Extracting the Intermediate Statistics

We first completely determine the sequence of observation sets as described above from the first value to m=nobs. This procedure yields the same sequence as that defined by Atkinson and Riani (2000) when the model is linear regression. Their procedure has been modified here to accommodate models with independent variables that are factors. The object of the analytical function, foo, at the center of each forsearch_foo function is saved temporarily in order to extract relevant statistics for plotting.

Dependence on the User

The forsearch_foo functions depend heavily on knowing which variables are factors. In turn, we depend on the user to identify all factor variables in the database by the as.factor() function prior to calling forsearch_foo. This includes grouping variables in forsearch_lme(). Variables that are not factors must not be declared to be factors.

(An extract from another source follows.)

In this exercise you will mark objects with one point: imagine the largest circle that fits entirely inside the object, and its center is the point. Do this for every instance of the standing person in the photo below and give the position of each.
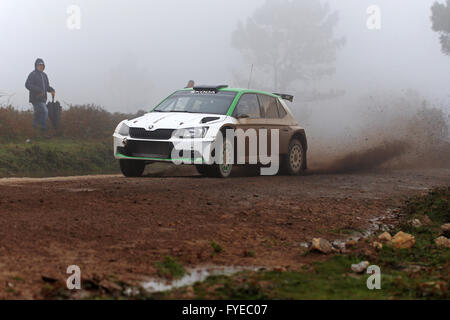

Should dichotomous variables be declared to be factors? When one evaluates such variables in a large dataset, it doesn’t matter. You get the same result either way. The same goes for interactions among dichotomous factors. However, the nature of a forward search is to begin with very few observations. It is possible at early stages that the subset would not contain examples of many or even most of the possible crossed levels. Although this would argue for making all dichotomies factor variables, it should be recalled that this can greatly increase the number of observations included in Step 1.